Jay doesn’t say anything, so I look up to find him watching me. He’s got the same look he wears when he’s thinking about the Smitten Kitten clues.

“What?” I tuck the rogue hair behind my ear. I forget that sometimes trying a new hairstyle for a confidence boost can backfire if you’re distracted by it the whole time. I never remember this until I’ve forgotten long enough to do it again for the next big event, when I promptly remember why it’s been so long since the last time I did it. The circle of stupidity.

“You’re going to do great, Phoebe,” he says. “The board won’t know what hit them.”

“Jay …” I inject a note of caution in my voice even as I smile at his encouragement. “The board is supposed to be pro-museum, not pro-Phoebe.”

“Nah. If the board is truly pro-museum, they’ll have to be pro-Phoebe. I’m going to enjoy watching them realize it. Especially this Catherine lady.”

I snap straight up. “Why would you bring up Catherine?”
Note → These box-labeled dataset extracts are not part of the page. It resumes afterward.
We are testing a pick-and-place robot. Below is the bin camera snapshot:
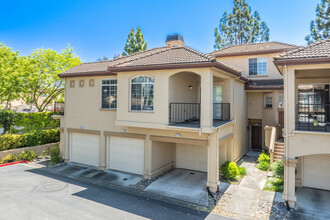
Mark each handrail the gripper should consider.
[265,126,276,165]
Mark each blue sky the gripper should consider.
[0,0,320,62]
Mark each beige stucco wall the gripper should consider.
[217,53,282,79]
[280,64,330,207]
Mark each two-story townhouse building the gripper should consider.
[274,39,330,207]
[55,35,249,192]
[210,42,297,150]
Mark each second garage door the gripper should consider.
[107,137,144,175]
[303,155,330,190]
[70,133,100,167]
[176,144,207,172]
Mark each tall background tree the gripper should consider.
[214,0,269,49]
[305,0,330,44]
[122,28,147,56]
[22,45,81,112]
[0,43,28,108]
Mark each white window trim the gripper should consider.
[264,96,274,108]
[128,75,155,113]
[248,57,269,77]
[100,78,118,110]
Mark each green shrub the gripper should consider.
[258,152,270,163]
[50,145,62,164]
[11,112,60,133]
[238,166,246,176]
[0,134,22,151]
[264,177,283,192]
[220,161,239,180]
[0,109,17,133]
[258,161,270,171]
[18,150,37,161]
[0,154,18,164]
[0,129,60,151]
[272,160,284,179]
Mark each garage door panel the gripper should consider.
[303,155,330,190]
[108,137,144,175]
[176,144,207,172]
[71,133,100,166]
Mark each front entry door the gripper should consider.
[213,86,222,119]
[277,110,284,139]
[251,125,262,150]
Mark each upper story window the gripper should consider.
[249,57,267,76]
[131,76,154,111]
[264,96,273,108]
[101,79,117,109]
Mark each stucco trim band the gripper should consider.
[150,135,209,146]
[67,128,101,135]
[103,131,147,140]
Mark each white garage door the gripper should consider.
[70,133,100,167]
[176,144,207,172]
[303,155,330,190]
[107,137,144,175]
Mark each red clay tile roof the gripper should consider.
[275,39,330,60]
[245,79,284,90]
[209,41,299,57]
[59,46,248,81]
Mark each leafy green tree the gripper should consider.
[305,0,330,44]
[213,0,269,49]
[122,28,147,56]
[22,45,81,112]
[0,43,28,108]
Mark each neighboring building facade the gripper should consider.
[56,36,249,192]
[274,39,330,207]
[210,42,297,150]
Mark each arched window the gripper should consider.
[131,76,154,111]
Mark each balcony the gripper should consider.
[296,104,330,132]
[169,103,230,128]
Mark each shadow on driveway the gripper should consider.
[26,167,211,219]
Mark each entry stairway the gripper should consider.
[274,139,284,160]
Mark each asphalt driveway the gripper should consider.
[0,164,228,220]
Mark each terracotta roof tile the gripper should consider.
[209,41,299,56]
[275,39,330,60]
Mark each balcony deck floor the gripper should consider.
[170,119,231,128]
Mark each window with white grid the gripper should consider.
[101,79,117,109]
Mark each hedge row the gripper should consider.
[0,129,60,151]
[0,109,60,134]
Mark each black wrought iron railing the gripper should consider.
[213,103,230,121]
[296,104,330,132]
[169,103,200,124]
[169,103,230,124]
[54,102,64,115]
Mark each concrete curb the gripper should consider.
[0,142,59,160]
[39,168,209,213]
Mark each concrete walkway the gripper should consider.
[214,154,282,219]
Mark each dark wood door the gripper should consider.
[251,126,262,150]
[277,111,284,138]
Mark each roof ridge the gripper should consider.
[183,46,216,62]
[82,47,163,64]
[114,47,170,66]
[209,41,300,54]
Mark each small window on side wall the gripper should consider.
[101,79,117,109]
[264,96,273,108]
[131,76,154,112]
[249,57,267,76]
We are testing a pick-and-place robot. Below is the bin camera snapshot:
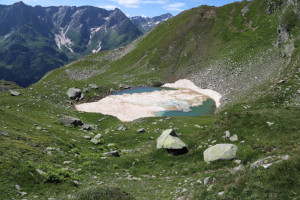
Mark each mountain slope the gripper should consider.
[0,2,142,86]
[0,0,300,199]
[130,13,173,33]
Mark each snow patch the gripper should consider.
[92,41,102,53]
[75,79,221,122]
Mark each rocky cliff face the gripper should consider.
[130,13,173,33]
[0,2,142,86]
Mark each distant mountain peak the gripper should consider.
[13,1,26,6]
[130,13,173,33]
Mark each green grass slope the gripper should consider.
[0,0,300,199]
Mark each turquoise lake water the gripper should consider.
[112,87,216,117]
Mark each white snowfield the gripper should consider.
[75,80,221,122]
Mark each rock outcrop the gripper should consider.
[10,90,21,96]
[156,129,188,155]
[67,88,82,100]
[57,116,83,126]
[203,144,238,162]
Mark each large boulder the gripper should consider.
[10,90,21,96]
[156,129,188,155]
[67,88,82,100]
[58,116,83,126]
[203,144,238,162]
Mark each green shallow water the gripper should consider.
[112,87,216,117]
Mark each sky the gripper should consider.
[0,0,239,17]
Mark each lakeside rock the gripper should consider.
[156,129,188,155]
[88,84,99,90]
[203,144,238,162]
[10,90,21,96]
[0,131,9,136]
[250,155,290,171]
[67,88,82,100]
[57,116,83,126]
[229,134,239,142]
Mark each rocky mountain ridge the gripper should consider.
[0,2,142,86]
[0,0,300,200]
[130,13,173,33]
His eyebrows rise. “Because you react like this every time someone mentions her name. She’s obviously a stress point for you.”

Right. “I don’t have a great poker face, do I?”

“Your face comes with subtitles. I like it.”

“You like my subtitles?”

“I like that you’re transparent.” I grimace, and he tries to correct himself. “Transparent in the good way, like …” He pauses, then snaps his fingers. “Like forthcoming. Forthright? Pick a synonym you like, and that’s what I meant.”

“Transparent means people can see right through me,” I say. “That’s not what I need walking into my first board meeting. Now I need this cookie more than you do.” I skirt around the table to the sofa side so I can pluck it from beneath the banana partially hiding it.

“What? No, I need it. Because of old Sam.”

“Nope. Mine.”

“Is it the only one?” he asks, staring at the platter.

“It is. Ooh, it’s chewy not crumbly.” I raise it to take a bite, but Jay snags the arm of my blazer .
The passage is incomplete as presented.